Brancatello Sergio nasce a Palermo 1957 e già da bambino, aveva appena 3 anni, assieme ad un suo amichetto dissero “noi da grandi faremo il medico”. Ci inizia a raccontare la sua storia partendo proprio da quel momento della sua vita, quando ancora a quell’età non sapeva che cosa fosse quella professione, ma sapeva che ero nato proprio per fare il medico.
Si iscrive dopo il diploma a medicina a Palermo. Purtroppo in quel periodo alla madre, appena 49enne, gli viene diagnosticata una leucemia.
“Passavo le notti in ospedale con lei, l’ho portata dolcemente fino al passaggio nell’altra dimensione. Ora sono quarant’anni che è morta e penso che sarebbe fiera di quello che ho fatto. Non sono per niente pentito di tutte le mie scelte, che mi hanno portato poi a fare quello che sto facendo da tre anni”.

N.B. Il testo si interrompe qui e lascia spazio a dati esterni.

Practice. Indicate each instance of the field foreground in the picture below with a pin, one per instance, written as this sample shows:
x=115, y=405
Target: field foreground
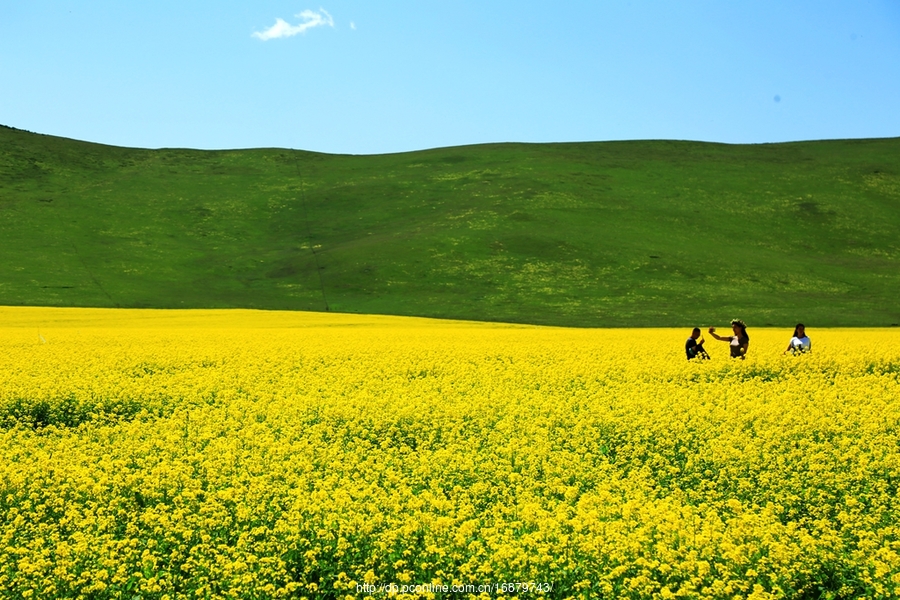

Durante il periodo Covid nel 2020 Brancatello Sergio infatti era medico del pronto soccorso e del 118 a Mondovì in provincia di Cuneo. Ma già da settembre 2019 ci confida che si accorge, durante i suoi turni di 12-15 ore per ben 20 volte al mese, che i casi di polmoniti erano aumentati in maniera esponenziale e non capiva perché.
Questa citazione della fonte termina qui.